I get into trouble using e.g. List<SubEntityA> list = getMocks(SubEntityA.class, 3), because SubEntityA.class or SubEntityB.class couldn't be casted to Class<? extends SubEntity>.

What I'm doing wrong? What shall I do to pass classes properly? I tried to find Mockito's methods but found only Mockito.anyListOf. As I understood It won't work in my case.

Thanks!

[UPD] The test looks like:

@Mock
private RepoSubA repoA;

@Mock
private RepoSubB repoB;

@Mock
private Repo repo;

@InjectMocks    
private LogicBean testee;

@Test
public void test() {
    //given
    List<SubEntityA> listA = getMocks(SubEntityA.class, 3);
    List<SubEntityB> listB = getMocks(SubEntityB.class, 3);
    List<SubEntity> list = new ArraList<>();
    list.addAll(listA);
    list.addAll(listB);

    Rule rule = someFixture();
    when(repoA.getA(rule.getId())).thenReturn(listA);
    when(repoB.getB(rule.getId())).thenReturn(listB);

    //when
    List<SubEntity> result = testee.someMagic(rule);

    //then
    assertThat(result, hasSize(list.size());
}

Upvotes: 2

Views: 3569

Answers (2)

Andrei Makarevich
Andrei Makarevich

Reputation: 444

Following is more strict and consistent as you use just the same class for return list type.
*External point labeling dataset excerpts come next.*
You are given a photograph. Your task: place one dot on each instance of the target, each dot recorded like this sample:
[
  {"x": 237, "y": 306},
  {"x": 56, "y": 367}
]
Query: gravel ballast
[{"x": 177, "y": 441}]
private static <T extends SubEntity> List<T> getMocks(Class<T> classToMock, int amount) {
    List<T> mocks = new ArrayList<>();
    for (int i = 0; i < amount; i++) {
        mocks.add(mock(classToMock));
    }
    return mocks;
}

Upvotes: 1

Jose Martinez
Jose Martinez

Reputation: 12022

I tried to get the error but failed. This is the code I wrote.

public static class Entity {

    public List<SubEntity> subEntities;
}

public static class SubEntityA implements SubEntity {

}

public static class SubEntityB implements SubEntity {

}

private List<? extends SubEntity> getMocks(Class<? extends SubEntity> classToMock, int amount) {
    List<SubEntity> mocks = new ArrayList<>();
    for (int i = 0; i < amount; i++) {
        mocks.add(mock(classToMock));
    }
    return mocks;
}

@Test
public void test(){
    assertEquals(3, getMocks(SubEntityA.class, 3).size());
    List<SubEntityA> mocks = (List<SubEntityA>) getMocks(SubEntityA.class, 3);
    assertEquals(3, getMocks(SubEntityB.class, 3).size());
}

I then executed Junit on the test method. The test passed.

EDIT: To respond to your comment, you can change the signature of your getmocks method so that the output could be cast to List<SubEntityA>. I edited my code above and the cast works.